Ve karşımda şarap kızılı saçlarım, kendime ait olamayacak kadar biçimli kalın dudaklar bembeyaz ten ve yüzüme oranla büyük olduğunu düşündüğüm biçimli burnuma bakakalmıştım. Eğer ben bensem aynada gördüğüm kimdi?

Tuna ve Dilber'in tepkilerini olağan karşılamama neden olacak bu değişim beni kendime yabancı hissettirmişti. Kapkara saçlarımı ve okkalı burnumu şimdiden özlemiştim. Diğer görüntümden geriye kalan tek şey gri gözlerimdi.

Ağlamak bağırmak hatta ve hatta çığlık atmak istiyordum. Bütün bunlara rağmen verebildiğim tek tepki, tepkisiz kalmaktı.

Hapishaneye her girenin değişip değişmediğini merak ettim.

odanın girişinin hemen sol tarafında bulunan dolabıma doğru giderken aynaya boş bir uğraşla aynadan uzaklaşma düşüncesindeydim. Çünkü bakmaya devam edersem içimde biriktirdiğim öfke Lanetin yıkamayacağı kadar yıkacaktı beni.

Kusma isteğimi geri plana atmaya çalışarak siyah düz uzun kollu buluzumu üzerime geçirdim. Yaka kısmının oldukça geniş olması hoşuma gidiyordu. Siyah yanlardan deri şeriti olan taytımı da giydiğim gibi yalın ayak banyoya girdim.

Ev oldukça sessizdi. bu durum beni daha da gersede banyoda ki işlerimi halledi.

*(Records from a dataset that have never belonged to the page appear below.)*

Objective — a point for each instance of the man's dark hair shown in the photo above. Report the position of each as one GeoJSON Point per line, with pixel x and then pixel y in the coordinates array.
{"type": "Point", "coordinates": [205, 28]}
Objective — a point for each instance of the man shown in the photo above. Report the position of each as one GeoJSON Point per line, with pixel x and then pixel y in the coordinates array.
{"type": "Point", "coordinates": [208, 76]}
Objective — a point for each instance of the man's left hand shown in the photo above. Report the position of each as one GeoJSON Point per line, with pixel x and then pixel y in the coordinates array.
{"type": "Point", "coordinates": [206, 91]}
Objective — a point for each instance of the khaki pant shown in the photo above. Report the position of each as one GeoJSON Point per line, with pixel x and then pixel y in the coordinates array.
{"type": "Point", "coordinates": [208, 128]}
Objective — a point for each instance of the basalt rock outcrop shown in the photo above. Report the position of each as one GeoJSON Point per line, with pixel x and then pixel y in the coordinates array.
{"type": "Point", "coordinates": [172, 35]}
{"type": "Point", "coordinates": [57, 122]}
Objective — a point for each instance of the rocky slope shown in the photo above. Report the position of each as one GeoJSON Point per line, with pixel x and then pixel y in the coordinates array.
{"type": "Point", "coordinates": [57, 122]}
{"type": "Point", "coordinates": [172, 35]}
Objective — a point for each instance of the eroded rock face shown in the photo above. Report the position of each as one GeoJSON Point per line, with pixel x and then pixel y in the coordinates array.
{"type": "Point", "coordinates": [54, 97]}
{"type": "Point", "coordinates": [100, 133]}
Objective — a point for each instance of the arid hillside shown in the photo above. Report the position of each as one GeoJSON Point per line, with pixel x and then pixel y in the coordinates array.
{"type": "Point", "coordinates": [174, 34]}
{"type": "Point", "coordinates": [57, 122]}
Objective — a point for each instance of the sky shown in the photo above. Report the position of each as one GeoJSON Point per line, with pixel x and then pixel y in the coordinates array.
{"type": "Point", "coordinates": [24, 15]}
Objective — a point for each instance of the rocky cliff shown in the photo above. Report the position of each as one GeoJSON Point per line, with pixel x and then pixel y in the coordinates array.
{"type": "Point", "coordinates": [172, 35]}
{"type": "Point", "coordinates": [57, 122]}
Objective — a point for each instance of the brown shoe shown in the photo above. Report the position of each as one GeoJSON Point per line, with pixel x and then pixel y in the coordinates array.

siyah tokayla yalan yanlış bir topuz yaparak aşağıya indim.

Gerçek anlama ev bomboştu.

Sessizlik Sezen'in cesedini yaktığım güne gördü beni. İnsan etinin yanmış o tanıdık kokusu burnumu doldurmadan hemen önce Mika'nın eve gelmesiyle anahtarları gördüm. Ona evin anahtarlarını kim vermişti?